Wednesday, October 15, 2014

The Septuagint (LXX): In Which Greek Dialect Was It Written?

No one's ever been able to find a writing that we know was written in Greek that matches the NT style or the things that the LXX and NT have in common that are clearly Semitic in style.

[Edgar's Reply]
Current research seems to place your thesis in some doubt. A work on Greek aspect entitled Verbal Syntax in the Greek Pentateuch states:

"Over the last century it has become possible, in the light of the newly discovered evidence of Greek papyri coupled with methodological advances, to demonstrate more and more clearly in various respects the affinities of LXX Greek with the contemporary Koine vernacular of Egypt. This has led in large measure to a resolution of the old dispute.

The method of translation adequately explains the Hebraistic cast of the LXX. It is unnecessary to propose the existence of a special Jewish Greek dialect to explain the abnormalities. Nevertheless, the notion of Jewish Greek continues to find its advocates, especially in the broader sphere of biblical Greek studies. The present work will supply further clear evidence of ordinary Koine characteristics in the translation Greek of the LXX"(T.V. Evans, Verbal Syntax in the Greek Pentateuch: Natural Greek Usage and Hebrew Interference. Oxford: Oxford University Press, 2001, page 4).

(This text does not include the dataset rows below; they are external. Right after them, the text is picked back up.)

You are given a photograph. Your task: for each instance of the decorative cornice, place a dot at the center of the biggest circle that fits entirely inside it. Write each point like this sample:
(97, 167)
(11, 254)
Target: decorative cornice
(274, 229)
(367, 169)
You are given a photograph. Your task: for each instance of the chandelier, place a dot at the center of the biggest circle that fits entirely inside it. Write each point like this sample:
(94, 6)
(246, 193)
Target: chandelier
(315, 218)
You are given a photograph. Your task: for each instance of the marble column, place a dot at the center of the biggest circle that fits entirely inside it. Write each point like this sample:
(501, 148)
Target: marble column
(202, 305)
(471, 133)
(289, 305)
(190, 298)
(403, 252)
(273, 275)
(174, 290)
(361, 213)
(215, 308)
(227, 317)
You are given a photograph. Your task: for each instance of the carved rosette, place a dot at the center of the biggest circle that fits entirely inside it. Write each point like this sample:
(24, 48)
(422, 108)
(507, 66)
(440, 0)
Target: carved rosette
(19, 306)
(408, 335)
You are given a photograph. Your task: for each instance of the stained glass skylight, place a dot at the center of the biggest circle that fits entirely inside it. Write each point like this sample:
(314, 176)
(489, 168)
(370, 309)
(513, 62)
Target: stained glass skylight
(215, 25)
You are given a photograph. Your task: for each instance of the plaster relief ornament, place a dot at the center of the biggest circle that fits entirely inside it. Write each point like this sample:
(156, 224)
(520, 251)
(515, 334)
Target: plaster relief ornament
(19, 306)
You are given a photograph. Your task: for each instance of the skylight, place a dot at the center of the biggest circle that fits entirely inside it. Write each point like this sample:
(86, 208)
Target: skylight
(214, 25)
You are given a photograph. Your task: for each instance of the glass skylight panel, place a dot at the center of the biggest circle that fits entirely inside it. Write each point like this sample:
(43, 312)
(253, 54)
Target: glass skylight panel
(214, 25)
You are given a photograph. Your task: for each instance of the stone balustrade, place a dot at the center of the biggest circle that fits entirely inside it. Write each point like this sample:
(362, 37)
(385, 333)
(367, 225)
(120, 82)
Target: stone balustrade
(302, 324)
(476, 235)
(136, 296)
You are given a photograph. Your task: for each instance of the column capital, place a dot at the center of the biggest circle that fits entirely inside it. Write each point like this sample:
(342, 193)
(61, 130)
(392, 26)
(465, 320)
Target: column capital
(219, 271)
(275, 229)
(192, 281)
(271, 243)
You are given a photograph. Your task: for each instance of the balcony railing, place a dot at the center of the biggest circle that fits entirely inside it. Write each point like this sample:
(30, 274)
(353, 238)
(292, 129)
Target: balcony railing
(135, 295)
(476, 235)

Evans stresses what other scholars working with the ancient papyri have highlighted and emphasized for years, namely, that the LXX was evidently translated in Koine Greek and it bears many literary marks that inexorably link it with the Greek papyri of Egypt.


Duncan said...

"A great deal of subjectivity is unavoidably involved in identification of these constructions. The book includes three appendices containing notes on some tables in previous chapters, changes to the CATSS verb counts,and Hebrew-Greek matches. Some of Evans conclusions from such macro-level analyses are inevitably debatable and subject to further refinement."

Vetus Testamentum > Vol. 52, Fasc. 1, Jan., 2002

Edgar Foster said...

We can make such observations about numerous studies, can't we? The question becomes how well does one's hypothesis account for the extant data.